发布人：地平线开发者时间：2025-08-04 来源：工程师

加入技术交流群
- 扫码加入
  和技术大咖面对面交流
  海量资料库查询

发布文章

百度公安部、国家安全部、司法部干部职工表示，一定不辱使命，努力创造安全的政治环境、稳定的社会环境、公正的法治环境，使人民群众共享全面依法治国的成果。

一、引言

使用征程 6 工具链进行量化部署时，涉及 bool 类型数据计算时，会有一些与全 float 计算不同的情况，需要特别注意。

本文将重点结合 PyTorch 的 torch.mul（逐元素相乘）以及张量的类型提升（Type Promotion）规则，分析在征程 6 工具链上量化部署时 mul 与 bool 类型数据交互的问题。

二、bool 计算示例

在 PyTorch 中，bool 类型的数据用于表示掩码（mask），常见的操作包括 torch.logical_not（）、比较运算符（如 ==）等。当 bool 类型数据与其他数据类型进行算术运算时，PyTorch 会遵循类型提升（Type Promotion）规则，将 bool 转换为更高精度的数值类型。例如：

import torch
x = torch.tensor([1.0, 2.0, 3.0])
y = torch.tensor([True, False, True])
result = x * y  # 逐元素相乘
print(result)  # tensor([1., 0., 3.])
print(result.dtype)  # torch.float32

在这个例子中，bool 类型的 y 在计算时被提升为 float32 类型，因此计算结果仍然是 float32。

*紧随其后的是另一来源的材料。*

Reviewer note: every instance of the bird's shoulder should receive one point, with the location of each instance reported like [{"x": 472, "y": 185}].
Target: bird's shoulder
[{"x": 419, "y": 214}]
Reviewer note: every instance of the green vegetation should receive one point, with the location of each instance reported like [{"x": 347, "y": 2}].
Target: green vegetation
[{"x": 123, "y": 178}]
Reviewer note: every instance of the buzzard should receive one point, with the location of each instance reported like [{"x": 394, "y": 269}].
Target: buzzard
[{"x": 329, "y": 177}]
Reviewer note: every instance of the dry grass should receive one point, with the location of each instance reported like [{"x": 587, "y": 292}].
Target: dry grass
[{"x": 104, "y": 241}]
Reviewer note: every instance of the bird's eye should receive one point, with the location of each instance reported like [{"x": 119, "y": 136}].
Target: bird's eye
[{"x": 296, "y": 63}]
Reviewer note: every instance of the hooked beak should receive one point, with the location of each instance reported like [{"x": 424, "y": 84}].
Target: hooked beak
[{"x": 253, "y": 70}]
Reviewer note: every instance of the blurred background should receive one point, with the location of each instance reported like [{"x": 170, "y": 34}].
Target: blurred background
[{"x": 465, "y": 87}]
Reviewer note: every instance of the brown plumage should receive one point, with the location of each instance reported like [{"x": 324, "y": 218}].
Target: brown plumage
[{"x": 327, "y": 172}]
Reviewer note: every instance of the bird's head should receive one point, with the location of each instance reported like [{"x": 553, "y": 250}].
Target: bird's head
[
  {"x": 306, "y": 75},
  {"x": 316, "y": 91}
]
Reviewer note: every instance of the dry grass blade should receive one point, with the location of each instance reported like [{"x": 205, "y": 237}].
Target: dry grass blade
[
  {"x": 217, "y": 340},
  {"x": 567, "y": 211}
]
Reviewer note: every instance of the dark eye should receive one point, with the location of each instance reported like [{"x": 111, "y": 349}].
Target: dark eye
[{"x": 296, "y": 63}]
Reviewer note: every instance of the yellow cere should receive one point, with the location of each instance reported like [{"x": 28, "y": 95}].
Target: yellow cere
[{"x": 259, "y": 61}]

torch.mul 官方文档里确实没明确说支持 bool 类型输入（官网链接），但 PyTorch 底层的张量操作支持 bool，是一种隐式支持，官方文档默认大家了解 PyTorch 的类型提升（type promotion）规则。

三、模型中 bool 量化问题分析

在量化模型中，当 bool 数据在计算过程中发生类型提升，特别是浮点数过了 quant，再进行比较，可能会出现很大的量化误差。代码示例如下：

class small_model(nn.Module):
    def __init__(self):
        super(small_model, self).__init__（）
        self.quant = QuantStub（）
        self.dequant = DeQuantStub（）
        
    def forward（self， actors_input）:
        actors_input = self.quant（actors_input）
        print（"actors_input:"， actors_input）
        # actors_mask = torch.logical_not（actors_input[:， :， :， -1] == 0）    # 一定程度上正确写法
        actors_mask = actors_input[:， :， :， -1] == 1     # 错误写法，会导致 calib 指标崩掉
        print（"actors_mask"， actors_mask）
        print（"actors_mask shape:"， actors_mask.shape）
        print（"actors_mask[:， :， :， None] shape:"， actors_mask[:， :， :， None]。shape）
        actors_output = actors_input * actors_mask[:， :， :， None]
        return self.dequant（actors_output）

model = small_model（）

## ================================================================#
# 生成随机数据
# torch.manual_seed（41）
# actors_data = torch.randn（1， 2， 4， 3）
# actors_mask = torch.randint（0， 2， （1， 2， 4， 1）， dtype=torch.bool）
# example_input = torch.cat（[actors_data， actors_mask]， dim=-1）
example_input = torch.tensor（[[[[ 0.2465， -0.4717， 60.5，  1.0000]，
          [-0.2124，  0.5660， -1.6637，  0.0000]，
          [ 0.3338，  1.6051， -1.5088，  1.0000]，
          [-0.9215， -0.5901，  1.4871，  0.0000]]，
          
         [[ 0.1650， -0.3785，  1.6710，  0.0000]，
          [-0.3752，  0.2337，  0.4186，  0.0000]，
          [-0.2221， -0.1745， -0.6064，  1.0000]，
          [ 0.9174， -0.6317，  0.6133，  1.0000]]]]）
print（"example_input:"， example_input）
## ================================================================#
output = model（example_input）
print（"float output:"， output）

使用 actors_mask = actors_data[:， :， :， -1] == 1 来生成布尔掩码。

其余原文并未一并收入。